I've decided that trying to teach myself is just too frustrating and am going to take some lessons with a real guitar teacher but I am not sure what length of lesson to take. Should I take half hour lessons or full hour lessons? I always thought that full hour lessons would make sense as they would be more economical and you would get more teaching during that hour but a couple of people have mentioned that half hour lessons are the way to go so that you don't get bogged down with too much info during each lesson.

What would people here recommend?


Also, can anyone here recommend a good teacher in the Brampton/Mississauga/Milton/GTA west area of Ontario?

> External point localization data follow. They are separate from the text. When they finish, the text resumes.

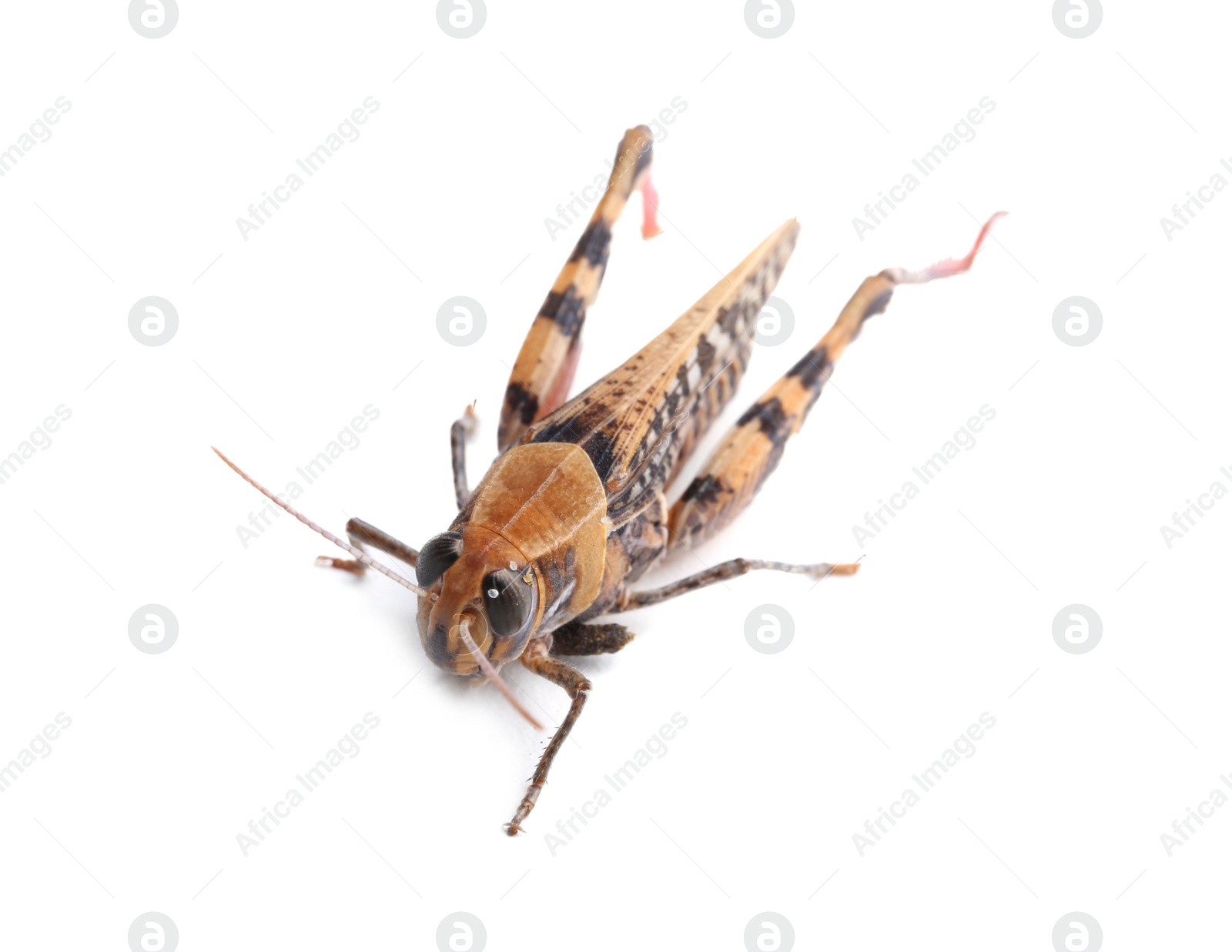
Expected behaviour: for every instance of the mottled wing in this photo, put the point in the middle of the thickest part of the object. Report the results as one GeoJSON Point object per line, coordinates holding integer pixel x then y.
{"type": "Point", "coordinates": [640, 423]}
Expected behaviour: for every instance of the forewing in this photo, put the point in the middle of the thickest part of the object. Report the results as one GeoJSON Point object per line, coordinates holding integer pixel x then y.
{"type": "Point", "coordinates": [640, 423]}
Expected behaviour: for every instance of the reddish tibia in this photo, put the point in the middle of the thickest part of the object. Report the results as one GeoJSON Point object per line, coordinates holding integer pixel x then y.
{"type": "Point", "coordinates": [650, 207]}
{"type": "Point", "coordinates": [942, 269]}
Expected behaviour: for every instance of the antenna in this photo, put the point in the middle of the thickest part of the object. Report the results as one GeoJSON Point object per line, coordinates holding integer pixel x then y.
{"type": "Point", "coordinates": [942, 269]}
{"type": "Point", "coordinates": [486, 666]}
{"type": "Point", "coordinates": [357, 552]}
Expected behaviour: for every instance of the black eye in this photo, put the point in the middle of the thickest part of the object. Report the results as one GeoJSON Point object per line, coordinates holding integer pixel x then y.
{"type": "Point", "coordinates": [440, 552]}
{"type": "Point", "coordinates": [509, 596]}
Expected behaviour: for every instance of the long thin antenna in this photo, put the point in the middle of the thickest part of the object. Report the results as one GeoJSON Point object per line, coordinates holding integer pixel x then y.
{"type": "Point", "coordinates": [486, 666]}
{"type": "Point", "coordinates": [357, 553]}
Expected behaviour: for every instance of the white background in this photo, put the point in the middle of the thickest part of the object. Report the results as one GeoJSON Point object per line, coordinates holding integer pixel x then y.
{"type": "Point", "coordinates": [328, 307]}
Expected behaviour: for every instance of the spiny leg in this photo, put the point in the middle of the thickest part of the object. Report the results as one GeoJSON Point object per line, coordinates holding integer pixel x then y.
{"type": "Point", "coordinates": [752, 449]}
{"type": "Point", "coordinates": [461, 430]}
{"type": "Point", "coordinates": [724, 572]}
{"type": "Point", "coordinates": [363, 533]}
{"type": "Point", "coordinates": [578, 638]}
{"type": "Point", "coordinates": [544, 371]}
{"type": "Point", "coordinates": [536, 659]}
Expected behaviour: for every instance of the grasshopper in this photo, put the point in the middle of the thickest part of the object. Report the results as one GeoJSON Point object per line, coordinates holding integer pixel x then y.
{"type": "Point", "coordinates": [574, 510]}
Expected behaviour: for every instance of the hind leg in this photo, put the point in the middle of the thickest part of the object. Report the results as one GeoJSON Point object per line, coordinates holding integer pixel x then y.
{"type": "Point", "coordinates": [461, 430]}
{"type": "Point", "coordinates": [724, 572]}
{"type": "Point", "coordinates": [544, 371]}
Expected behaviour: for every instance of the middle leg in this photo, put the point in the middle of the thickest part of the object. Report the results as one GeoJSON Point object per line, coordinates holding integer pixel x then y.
{"type": "Point", "coordinates": [537, 659]}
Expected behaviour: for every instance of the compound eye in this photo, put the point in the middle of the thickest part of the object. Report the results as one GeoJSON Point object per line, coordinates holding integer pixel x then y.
{"type": "Point", "coordinates": [509, 596]}
{"type": "Point", "coordinates": [437, 557]}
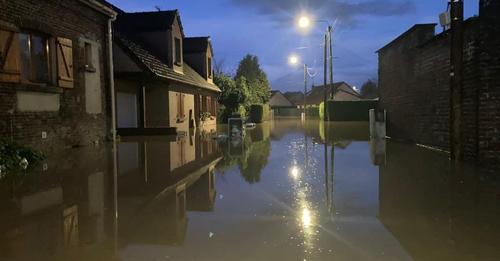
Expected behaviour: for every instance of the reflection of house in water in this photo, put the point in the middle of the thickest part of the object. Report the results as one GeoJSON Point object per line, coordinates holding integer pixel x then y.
{"type": "Point", "coordinates": [435, 213]}
{"type": "Point", "coordinates": [159, 181]}
{"type": "Point", "coordinates": [58, 212]}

I want to learn the basics (properly as opposed to learning them myself as I've done up to now) and plan to play classic rock, metal (NWOBHM stuff like Priest, Maiden, etc. rather than the crappy metal that is out now), country, and (hopefully) some blues.

Thanks in advance.


----------



## Brennan (Apr 9, 2008)

This is really more of a personal preference thing, in my oppinion. I'd say starting out you are probably better off taking half hour lessons as there's really only so many things you can learn at once when you're starting out, but in the end it just comes down to what you yourself are more comfortable with. You can always tailor your lessons to whatever suits you best down the road, so don't worry about it too much.

I can't help you with your search for a teacher, but hopefully some of the GTA members will be able to point you in the right direction.


----------



## kat_ (Jan 11, 2007)

Take a couple of half hour lessons and if it feels like you could keep going then talk to your teacher about increasing it to 45 min or 1 hour. Will you be practicing for an hour a day every day or will you be practicing for 20 minutes twice a week? That will really influence how much a teacher can give you each week.


----------



## bw66 (Dec 17, 2009)

Start with a half hour unless a portion of the lesson is dedicated to learning theory (with a paper and pen). Most beginners just get bogged down with more than that. You would do better with a half hour lesson twice a week than a full hour once a week. 

Its not an extensive listing, but this link may help: PlayYourGuitar.ca - Teachers


----------



## colchar (May 22, 2010)

bw66 said:


> Its not an extensive listing, but this link may help: PlayYourGuitar.ca - Teachers


Thanks for that link. I think I've found a guy reasonably close to me but, if things don't work out, I'll consult that list.


----------